Het artikel is van anderhalve week geleden, maar we kregen nu pas de scan — dus wellicht al gesneden koek voor sommigen. Maar toch, dit is dus het nieuws: in een artikel in het Algemeen Dagblad stelt de directrice van de Consumentenautoriteit dat het online spelletjes wil onderzoeken, en dan met name die games die kinderen verleiden tot het doen van betalingen.

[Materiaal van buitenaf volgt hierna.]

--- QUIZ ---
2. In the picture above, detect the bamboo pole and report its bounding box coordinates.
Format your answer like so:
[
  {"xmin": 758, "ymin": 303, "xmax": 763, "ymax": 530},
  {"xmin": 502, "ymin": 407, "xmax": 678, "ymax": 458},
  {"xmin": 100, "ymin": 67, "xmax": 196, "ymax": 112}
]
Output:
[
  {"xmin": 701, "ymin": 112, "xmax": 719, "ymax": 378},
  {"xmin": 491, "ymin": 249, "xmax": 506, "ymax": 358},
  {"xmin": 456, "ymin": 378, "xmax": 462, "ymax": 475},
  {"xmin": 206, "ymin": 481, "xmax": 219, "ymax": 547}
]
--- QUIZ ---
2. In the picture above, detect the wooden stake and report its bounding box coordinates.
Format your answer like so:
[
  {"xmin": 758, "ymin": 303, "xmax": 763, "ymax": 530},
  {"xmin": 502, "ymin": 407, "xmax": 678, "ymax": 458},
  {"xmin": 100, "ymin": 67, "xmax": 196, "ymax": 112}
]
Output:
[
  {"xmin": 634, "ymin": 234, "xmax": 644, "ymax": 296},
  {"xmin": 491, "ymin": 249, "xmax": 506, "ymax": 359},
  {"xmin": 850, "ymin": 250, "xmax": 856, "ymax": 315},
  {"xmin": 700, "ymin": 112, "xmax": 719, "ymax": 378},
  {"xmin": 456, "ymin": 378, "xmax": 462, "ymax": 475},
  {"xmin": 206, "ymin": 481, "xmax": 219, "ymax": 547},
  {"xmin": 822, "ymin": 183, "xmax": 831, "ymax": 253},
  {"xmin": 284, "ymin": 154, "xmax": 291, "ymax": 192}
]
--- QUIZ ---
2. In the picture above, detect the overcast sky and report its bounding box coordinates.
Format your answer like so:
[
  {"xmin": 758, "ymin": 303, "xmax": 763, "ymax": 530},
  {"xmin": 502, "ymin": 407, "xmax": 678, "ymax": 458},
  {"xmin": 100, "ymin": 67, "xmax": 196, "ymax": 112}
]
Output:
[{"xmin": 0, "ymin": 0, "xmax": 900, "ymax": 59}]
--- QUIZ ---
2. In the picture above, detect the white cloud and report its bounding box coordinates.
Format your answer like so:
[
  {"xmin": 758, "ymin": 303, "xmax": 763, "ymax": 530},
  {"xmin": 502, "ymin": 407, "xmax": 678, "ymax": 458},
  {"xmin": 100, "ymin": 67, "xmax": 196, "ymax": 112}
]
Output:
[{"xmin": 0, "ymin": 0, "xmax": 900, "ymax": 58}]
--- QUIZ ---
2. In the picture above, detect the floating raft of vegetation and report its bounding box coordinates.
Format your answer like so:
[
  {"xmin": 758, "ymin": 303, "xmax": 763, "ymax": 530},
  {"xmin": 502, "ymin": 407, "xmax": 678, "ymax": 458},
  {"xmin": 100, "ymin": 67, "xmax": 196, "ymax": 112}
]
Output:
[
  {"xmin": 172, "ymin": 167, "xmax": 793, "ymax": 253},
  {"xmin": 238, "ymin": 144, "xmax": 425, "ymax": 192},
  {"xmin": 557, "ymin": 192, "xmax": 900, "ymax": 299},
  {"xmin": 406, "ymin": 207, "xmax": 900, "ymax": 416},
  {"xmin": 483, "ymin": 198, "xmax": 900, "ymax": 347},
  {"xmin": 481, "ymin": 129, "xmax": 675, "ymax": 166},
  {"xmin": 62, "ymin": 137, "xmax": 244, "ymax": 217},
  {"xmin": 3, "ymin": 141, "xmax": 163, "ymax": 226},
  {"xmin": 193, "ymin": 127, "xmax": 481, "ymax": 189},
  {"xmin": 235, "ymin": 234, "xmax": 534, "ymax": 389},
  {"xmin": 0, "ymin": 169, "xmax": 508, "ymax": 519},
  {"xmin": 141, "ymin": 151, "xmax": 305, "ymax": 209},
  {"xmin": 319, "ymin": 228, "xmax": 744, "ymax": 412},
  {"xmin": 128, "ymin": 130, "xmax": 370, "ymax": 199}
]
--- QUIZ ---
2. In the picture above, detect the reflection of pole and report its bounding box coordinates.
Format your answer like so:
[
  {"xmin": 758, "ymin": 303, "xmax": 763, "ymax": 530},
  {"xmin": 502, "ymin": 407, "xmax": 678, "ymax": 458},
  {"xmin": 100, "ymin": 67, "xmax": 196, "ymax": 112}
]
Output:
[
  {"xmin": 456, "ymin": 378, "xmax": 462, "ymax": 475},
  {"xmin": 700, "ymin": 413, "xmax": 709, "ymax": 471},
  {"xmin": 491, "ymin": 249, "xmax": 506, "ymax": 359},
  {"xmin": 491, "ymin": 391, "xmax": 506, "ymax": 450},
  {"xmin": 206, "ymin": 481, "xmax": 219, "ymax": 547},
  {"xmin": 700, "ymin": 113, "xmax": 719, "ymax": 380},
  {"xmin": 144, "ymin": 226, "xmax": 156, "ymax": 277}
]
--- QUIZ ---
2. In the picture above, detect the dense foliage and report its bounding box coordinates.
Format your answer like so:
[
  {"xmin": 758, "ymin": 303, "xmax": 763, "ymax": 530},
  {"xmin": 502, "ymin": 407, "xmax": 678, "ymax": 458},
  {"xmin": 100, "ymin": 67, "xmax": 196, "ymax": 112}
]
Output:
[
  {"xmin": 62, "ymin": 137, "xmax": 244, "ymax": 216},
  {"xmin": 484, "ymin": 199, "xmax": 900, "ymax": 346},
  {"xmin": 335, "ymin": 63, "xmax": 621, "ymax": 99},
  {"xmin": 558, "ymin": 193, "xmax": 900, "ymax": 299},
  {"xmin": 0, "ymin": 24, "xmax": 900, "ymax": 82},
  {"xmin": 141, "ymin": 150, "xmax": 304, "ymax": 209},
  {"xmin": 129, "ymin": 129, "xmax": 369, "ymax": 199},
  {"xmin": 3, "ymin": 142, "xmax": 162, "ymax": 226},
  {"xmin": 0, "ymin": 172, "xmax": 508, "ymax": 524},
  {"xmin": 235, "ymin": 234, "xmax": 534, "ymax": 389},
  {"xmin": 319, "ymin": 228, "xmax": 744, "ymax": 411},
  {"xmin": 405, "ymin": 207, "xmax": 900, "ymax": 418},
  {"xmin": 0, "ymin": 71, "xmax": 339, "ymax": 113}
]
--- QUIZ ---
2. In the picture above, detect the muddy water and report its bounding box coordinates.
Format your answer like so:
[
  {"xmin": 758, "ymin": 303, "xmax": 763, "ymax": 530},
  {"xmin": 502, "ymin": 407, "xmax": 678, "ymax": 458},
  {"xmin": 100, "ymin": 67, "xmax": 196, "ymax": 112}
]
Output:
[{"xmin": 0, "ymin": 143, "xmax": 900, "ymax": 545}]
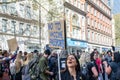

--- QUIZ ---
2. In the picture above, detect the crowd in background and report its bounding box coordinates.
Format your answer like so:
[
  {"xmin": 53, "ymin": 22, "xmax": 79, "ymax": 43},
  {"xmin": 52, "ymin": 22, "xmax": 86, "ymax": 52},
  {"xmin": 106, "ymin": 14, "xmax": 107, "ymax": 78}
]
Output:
[{"xmin": 0, "ymin": 48, "xmax": 120, "ymax": 80}]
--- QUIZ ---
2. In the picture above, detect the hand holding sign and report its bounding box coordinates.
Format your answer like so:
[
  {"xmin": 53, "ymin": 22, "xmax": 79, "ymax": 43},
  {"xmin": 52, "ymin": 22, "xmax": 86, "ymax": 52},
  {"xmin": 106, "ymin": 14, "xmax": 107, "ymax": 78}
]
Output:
[{"xmin": 7, "ymin": 38, "xmax": 18, "ymax": 51}]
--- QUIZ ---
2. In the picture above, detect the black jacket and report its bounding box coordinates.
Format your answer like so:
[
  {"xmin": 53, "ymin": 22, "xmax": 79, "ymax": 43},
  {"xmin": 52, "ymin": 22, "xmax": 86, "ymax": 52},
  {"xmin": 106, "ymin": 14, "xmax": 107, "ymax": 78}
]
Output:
[{"xmin": 61, "ymin": 70, "xmax": 82, "ymax": 80}]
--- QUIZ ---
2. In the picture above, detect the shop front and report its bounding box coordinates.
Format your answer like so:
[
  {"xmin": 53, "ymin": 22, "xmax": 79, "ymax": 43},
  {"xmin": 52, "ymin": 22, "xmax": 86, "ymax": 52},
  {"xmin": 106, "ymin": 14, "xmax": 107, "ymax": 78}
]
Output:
[{"xmin": 67, "ymin": 38, "xmax": 87, "ymax": 53}]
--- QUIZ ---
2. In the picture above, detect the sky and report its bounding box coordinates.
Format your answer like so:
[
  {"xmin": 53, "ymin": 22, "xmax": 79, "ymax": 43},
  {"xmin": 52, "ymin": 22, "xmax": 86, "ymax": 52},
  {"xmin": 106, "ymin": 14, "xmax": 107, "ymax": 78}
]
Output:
[{"xmin": 112, "ymin": 0, "xmax": 120, "ymax": 14}]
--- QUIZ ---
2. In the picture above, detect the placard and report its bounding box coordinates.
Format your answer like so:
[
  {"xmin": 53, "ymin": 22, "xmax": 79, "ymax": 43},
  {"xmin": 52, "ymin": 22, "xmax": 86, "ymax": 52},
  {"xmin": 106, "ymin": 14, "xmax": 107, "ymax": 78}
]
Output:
[
  {"xmin": 7, "ymin": 38, "xmax": 18, "ymax": 51},
  {"xmin": 48, "ymin": 20, "xmax": 65, "ymax": 49}
]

Hoewel haar uitspraken in eerste instantie een Pavlov-reactie oproepen (“Zucht, games zijn slecht — alwéér?”) en ze op een paar momenten veel te algemeen is, heeft ze ergens een punt. Tenminste, als de door haar genoemde voorbeelden inderdaad kloppen. Over Habbo stelt ze:
Bij Habbo krijgen kinderen een onlinehuisdier, dat ze moeten verzorgen. Hoewel aanmelden en spelen gratis zijn, kost bijvoorbeeld het virtuele water en voer geld. Zonder geld gaat het beestje dood, zodat de verleiding groot is om te betalen. En aangezien betaling via een simpel sms’je of door te bellen met een 0900-nummer mogelijk is, kunnen de kosten snel oplopen.
En over de virtuele wereld Panfu:
[Hierin] krijgen kinderen een eigen boomhut en een pandabeertje dat ze kunnen aankleden. De meeste items, zoals kleren, zijn echter alleen te krijgen als een kind ‘GoudPanda’ is. En voor dit goudlidmaatschap moet betaald worden. Kinderen krijgen steeds te horen dat het spel veel leuker is als zij GoudPanda zijn.
De vraag is natuurlijk welk deel van de verantwoordelijk bij de developers/publishers ligt en welk deel bij de ouders. Wellicht — maar dat is mijn mening — is het niet gek als dit soort discussie leidt tot een soort code of conduct onder publishers van social games. Al is het alleen al om excessen te voorkomen en daarmee dus zichzelf herhalende negatieve berichtgeving over games.